A spring 20cm long is stress to a 25cm by a load of 50n.what will be it new length when stress by 80n assuming that the elastic limit is not exceeded.
We can use the formula for stress and strain to solve this problem:
stress = force / area
strain = change in length / original length
Since the spring is stretched, we can assume that the area is constant. Therefore, we can use the stress to find the strain:
strain = stress / modulus of elasticity
where the modulus of elasticity is a constant that depends on the material of the spring.

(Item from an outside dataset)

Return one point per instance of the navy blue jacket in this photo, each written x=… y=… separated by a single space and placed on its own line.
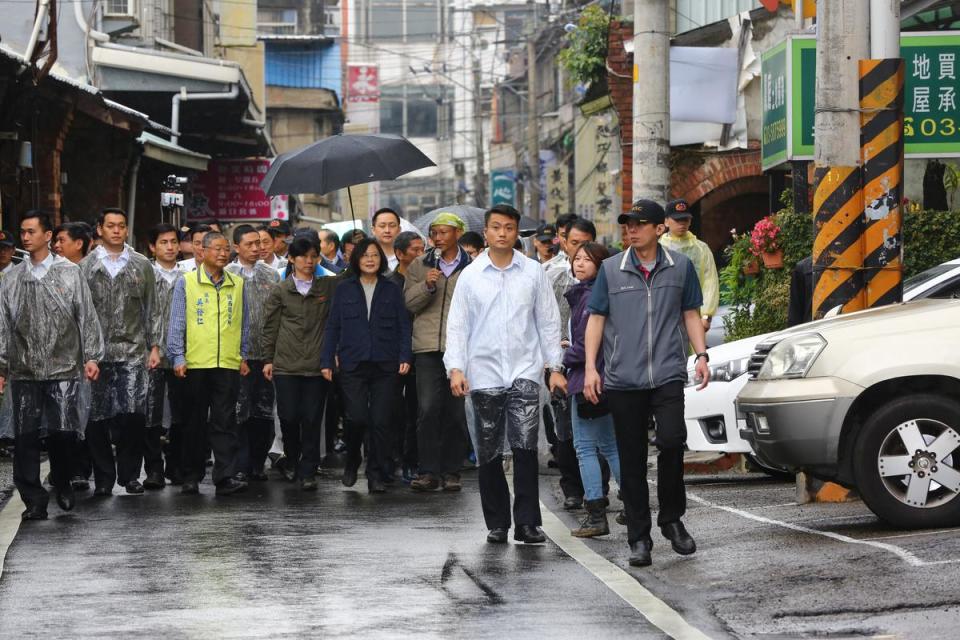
x=385 y=338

Let's assume that the modulus of elasticity for this spring is 20 N/cm². Then, we can calculate the strain caused by the first load of 50 N:
strain = 50 N / (20 N/cm²) = 2.5 cm/cm
This means that the spring increased its length by 2.5 cm for every 1 cm of its original length. Therefore, its new length under a load of 80 N would be:
change in length = strain * original length * force
change in length = (2.5 cm/cm) * (20 cm) * (80 N)
change in length = 400 cm
new length = original length + change in length
new length = 20 cm + 400 cm
new length = 420 cm
Therefore, the new length of the spring under a load of 80 N would be 420 cm, assuming that the elastic limit is not exceeded.
To solve this problem, we can use Hooke's law, which states that the extension of an elastic material is directly proportional to the force applied to it, as long as the elastic limit is not exceeded.
Let's start by finding the spring constant (k) using the given information:
Initial length of the spring, L₁ = 20 cm = 0.20 m
Final length of the spring, L₂ = 25 cm = 0.25 m
Force applied to the spring, F₁ = 50 N
Using Hooke's law: F = kΔL
ΔL = L₂ - L₁
ΔL = 0.25 m - 0.20 m
ΔL = 0.05 m
Substituting these values into Hooke's law:
50 N = k * 0.05 m
Now we can solve for the spring constant, k:
k = 50 N / 0.05 m
k = 1000 N/m
Now that we have the spring constant, we can find the new length of the spring when stressed by 80 N.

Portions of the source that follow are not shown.